NASA will be launching a 20-foot-diameter blow-up heat shield into orbit this week — and then letting it fall back to Earth, splashing down in the Pacific Ocean — in a test that could help humans land safely on Mars. The “Low-Earth Orbit Flight Test of an Inflatable Decelerator” (LOFTID) looks just like a UFO from a sci-fi B-movie, but is designed to act as a giant brake during atmospheric re-entry, converting kinetic energy into heat and slowing its descent. If the test proves successful, heat shields of various sizes could be used to help craft touch down gently on atmosphere-bearing worlds like Mars, Titan and Venus — and even help recover parts of launch vehicles on Earth to make access to space cheaper via rocket reuse.

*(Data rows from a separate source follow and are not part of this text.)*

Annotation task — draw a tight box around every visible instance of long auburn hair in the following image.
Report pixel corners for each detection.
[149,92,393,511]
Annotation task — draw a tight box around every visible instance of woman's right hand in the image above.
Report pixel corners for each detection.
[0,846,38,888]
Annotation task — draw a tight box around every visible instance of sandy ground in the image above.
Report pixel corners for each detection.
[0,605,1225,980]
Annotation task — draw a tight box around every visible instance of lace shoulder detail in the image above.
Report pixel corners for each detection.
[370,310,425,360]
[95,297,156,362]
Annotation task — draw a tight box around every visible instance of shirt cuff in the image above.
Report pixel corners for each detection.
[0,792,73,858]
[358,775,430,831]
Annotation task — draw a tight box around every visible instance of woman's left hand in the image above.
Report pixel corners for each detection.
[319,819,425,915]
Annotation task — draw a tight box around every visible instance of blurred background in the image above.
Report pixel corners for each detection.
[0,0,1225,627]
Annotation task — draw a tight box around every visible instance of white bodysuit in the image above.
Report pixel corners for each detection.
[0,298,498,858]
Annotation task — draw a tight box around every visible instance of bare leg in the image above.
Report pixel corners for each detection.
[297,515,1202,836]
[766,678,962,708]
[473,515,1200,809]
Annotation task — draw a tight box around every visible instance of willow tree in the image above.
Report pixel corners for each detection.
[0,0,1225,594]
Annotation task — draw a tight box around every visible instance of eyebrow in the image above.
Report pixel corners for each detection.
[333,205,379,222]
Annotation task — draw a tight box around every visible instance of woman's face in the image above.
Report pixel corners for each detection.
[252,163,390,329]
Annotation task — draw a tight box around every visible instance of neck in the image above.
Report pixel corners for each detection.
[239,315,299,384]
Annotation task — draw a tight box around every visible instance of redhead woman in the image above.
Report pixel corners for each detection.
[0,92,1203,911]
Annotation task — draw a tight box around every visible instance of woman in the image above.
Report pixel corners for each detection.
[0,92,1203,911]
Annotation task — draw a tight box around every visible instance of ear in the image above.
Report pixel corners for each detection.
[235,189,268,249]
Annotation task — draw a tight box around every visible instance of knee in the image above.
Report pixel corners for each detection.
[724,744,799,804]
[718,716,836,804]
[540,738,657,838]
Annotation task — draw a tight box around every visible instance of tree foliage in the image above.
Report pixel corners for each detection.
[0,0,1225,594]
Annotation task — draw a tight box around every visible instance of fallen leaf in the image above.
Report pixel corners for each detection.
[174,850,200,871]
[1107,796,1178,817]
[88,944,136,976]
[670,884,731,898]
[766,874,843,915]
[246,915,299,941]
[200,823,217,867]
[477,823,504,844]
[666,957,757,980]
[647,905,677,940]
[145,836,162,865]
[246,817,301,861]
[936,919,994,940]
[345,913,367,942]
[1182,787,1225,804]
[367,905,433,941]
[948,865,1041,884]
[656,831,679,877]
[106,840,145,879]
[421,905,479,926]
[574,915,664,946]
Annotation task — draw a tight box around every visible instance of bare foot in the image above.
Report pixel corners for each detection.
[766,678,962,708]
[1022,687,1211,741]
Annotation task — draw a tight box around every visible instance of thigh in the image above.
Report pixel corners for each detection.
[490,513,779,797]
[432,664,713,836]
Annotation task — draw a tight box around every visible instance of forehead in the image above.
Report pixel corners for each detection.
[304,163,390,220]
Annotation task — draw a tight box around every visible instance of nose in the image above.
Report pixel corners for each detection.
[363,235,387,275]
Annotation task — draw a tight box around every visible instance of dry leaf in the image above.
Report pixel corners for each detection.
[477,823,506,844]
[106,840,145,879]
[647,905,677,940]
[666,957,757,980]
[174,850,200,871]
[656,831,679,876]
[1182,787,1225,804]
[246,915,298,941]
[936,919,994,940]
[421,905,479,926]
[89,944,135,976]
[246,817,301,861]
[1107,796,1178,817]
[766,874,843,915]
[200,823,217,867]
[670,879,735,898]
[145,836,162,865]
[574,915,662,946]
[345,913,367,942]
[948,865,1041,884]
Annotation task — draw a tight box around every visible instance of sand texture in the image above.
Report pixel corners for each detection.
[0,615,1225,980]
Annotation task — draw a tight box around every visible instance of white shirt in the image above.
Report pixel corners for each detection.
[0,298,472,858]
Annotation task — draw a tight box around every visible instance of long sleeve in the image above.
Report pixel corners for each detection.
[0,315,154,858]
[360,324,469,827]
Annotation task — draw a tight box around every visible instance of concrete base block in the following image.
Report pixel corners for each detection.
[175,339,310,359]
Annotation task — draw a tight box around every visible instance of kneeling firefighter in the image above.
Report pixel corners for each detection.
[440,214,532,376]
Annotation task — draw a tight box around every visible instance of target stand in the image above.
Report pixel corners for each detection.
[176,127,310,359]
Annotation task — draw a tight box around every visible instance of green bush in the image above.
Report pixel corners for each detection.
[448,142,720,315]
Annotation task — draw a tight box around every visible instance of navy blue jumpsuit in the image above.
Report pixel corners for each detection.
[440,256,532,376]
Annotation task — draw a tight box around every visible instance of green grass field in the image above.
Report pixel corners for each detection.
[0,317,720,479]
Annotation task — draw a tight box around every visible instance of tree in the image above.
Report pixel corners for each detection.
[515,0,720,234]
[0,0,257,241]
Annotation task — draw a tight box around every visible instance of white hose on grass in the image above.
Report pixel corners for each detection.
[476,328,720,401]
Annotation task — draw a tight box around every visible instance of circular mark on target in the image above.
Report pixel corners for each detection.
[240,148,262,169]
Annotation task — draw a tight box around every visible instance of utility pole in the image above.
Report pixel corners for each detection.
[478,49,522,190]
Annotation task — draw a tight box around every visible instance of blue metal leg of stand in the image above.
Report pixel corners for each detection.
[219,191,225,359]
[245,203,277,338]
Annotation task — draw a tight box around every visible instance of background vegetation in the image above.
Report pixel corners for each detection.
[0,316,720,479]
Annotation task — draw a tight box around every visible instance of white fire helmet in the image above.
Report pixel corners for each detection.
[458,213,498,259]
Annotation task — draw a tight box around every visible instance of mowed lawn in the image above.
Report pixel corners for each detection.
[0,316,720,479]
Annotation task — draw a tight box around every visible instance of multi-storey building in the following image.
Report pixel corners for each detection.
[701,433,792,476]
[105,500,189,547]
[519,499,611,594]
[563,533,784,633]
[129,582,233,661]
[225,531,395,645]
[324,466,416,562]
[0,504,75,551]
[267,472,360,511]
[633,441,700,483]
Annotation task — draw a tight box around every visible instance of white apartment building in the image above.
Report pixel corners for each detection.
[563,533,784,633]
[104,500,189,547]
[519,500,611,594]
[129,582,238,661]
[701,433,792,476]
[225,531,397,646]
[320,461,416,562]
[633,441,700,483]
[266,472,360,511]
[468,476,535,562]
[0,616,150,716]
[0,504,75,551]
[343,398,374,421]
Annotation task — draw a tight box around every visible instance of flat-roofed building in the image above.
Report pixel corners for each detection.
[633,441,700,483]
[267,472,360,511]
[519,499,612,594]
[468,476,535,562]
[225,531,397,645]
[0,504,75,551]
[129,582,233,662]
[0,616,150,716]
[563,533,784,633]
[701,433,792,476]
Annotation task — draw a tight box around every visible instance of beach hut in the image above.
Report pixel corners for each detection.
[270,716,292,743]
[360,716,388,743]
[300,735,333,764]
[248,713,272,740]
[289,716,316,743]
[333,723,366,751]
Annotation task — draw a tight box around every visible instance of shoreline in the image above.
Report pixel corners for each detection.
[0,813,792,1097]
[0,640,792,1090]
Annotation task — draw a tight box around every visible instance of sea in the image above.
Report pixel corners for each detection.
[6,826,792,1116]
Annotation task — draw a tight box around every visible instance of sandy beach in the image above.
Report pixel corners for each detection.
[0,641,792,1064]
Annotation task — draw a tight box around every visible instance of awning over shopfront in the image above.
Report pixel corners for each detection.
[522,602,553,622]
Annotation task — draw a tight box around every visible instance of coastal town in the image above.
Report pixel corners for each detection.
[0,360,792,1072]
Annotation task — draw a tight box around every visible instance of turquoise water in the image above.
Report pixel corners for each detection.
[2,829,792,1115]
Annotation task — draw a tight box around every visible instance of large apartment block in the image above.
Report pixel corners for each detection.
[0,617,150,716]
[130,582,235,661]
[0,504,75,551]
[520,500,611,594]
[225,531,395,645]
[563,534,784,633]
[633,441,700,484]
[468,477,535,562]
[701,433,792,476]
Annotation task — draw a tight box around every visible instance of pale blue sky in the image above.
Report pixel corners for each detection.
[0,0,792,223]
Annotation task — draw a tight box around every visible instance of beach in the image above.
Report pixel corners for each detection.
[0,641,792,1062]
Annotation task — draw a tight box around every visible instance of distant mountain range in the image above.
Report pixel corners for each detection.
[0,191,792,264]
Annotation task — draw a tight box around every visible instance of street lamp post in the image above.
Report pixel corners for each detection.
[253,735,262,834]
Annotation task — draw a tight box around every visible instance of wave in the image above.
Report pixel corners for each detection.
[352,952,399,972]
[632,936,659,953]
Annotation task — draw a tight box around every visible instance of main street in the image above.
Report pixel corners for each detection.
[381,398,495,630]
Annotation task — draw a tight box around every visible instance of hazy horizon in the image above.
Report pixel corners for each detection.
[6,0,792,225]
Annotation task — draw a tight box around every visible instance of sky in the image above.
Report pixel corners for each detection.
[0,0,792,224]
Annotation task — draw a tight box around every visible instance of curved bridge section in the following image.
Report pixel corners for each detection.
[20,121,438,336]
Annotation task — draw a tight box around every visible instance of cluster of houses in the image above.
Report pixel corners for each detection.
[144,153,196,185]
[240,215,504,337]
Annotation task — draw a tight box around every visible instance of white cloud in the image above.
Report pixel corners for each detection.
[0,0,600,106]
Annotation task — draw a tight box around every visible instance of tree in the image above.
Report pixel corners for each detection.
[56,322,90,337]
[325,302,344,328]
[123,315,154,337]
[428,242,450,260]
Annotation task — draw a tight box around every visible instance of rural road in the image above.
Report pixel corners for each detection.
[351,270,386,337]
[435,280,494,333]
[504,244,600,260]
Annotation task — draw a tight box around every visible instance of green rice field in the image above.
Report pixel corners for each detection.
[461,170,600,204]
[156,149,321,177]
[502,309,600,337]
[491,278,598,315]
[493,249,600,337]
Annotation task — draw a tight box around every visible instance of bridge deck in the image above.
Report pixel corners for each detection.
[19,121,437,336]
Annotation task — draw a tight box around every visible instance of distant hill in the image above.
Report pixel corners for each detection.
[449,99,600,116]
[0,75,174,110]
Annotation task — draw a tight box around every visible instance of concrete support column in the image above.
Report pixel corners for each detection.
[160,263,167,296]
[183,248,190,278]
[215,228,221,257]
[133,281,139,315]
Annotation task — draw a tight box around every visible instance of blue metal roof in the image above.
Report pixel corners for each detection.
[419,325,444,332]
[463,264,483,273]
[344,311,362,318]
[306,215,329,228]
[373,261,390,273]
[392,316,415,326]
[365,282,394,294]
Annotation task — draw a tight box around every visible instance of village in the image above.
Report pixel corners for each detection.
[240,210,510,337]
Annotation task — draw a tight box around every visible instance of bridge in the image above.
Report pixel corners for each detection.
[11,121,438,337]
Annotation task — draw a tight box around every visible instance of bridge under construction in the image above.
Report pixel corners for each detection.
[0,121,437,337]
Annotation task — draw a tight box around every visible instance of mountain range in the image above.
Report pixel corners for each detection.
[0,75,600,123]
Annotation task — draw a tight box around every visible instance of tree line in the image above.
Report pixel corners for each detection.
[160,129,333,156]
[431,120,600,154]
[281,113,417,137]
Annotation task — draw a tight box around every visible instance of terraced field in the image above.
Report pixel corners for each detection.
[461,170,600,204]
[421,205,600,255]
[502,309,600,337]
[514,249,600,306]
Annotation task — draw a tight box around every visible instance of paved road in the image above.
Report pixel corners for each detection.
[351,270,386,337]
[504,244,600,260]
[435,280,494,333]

As NASA explained: “For destinations with an atmosphere, one of the challenges NASA faces is how to deliver heavy payloads — experiments, equipment and people.
“When a spacecraft enters an atmosphere, aerodynamic forces act upon it. Specifically, aerodynamic drag helps to slow it down, converting its kinetic energy into heat.
“Utilising atmospheric drag is the most mass-efficient method to slow down a spacecraft.
“The atmosphere of Mars is much less dense than that of Earth and provides an extreme challenge for aerodynamic deceleration.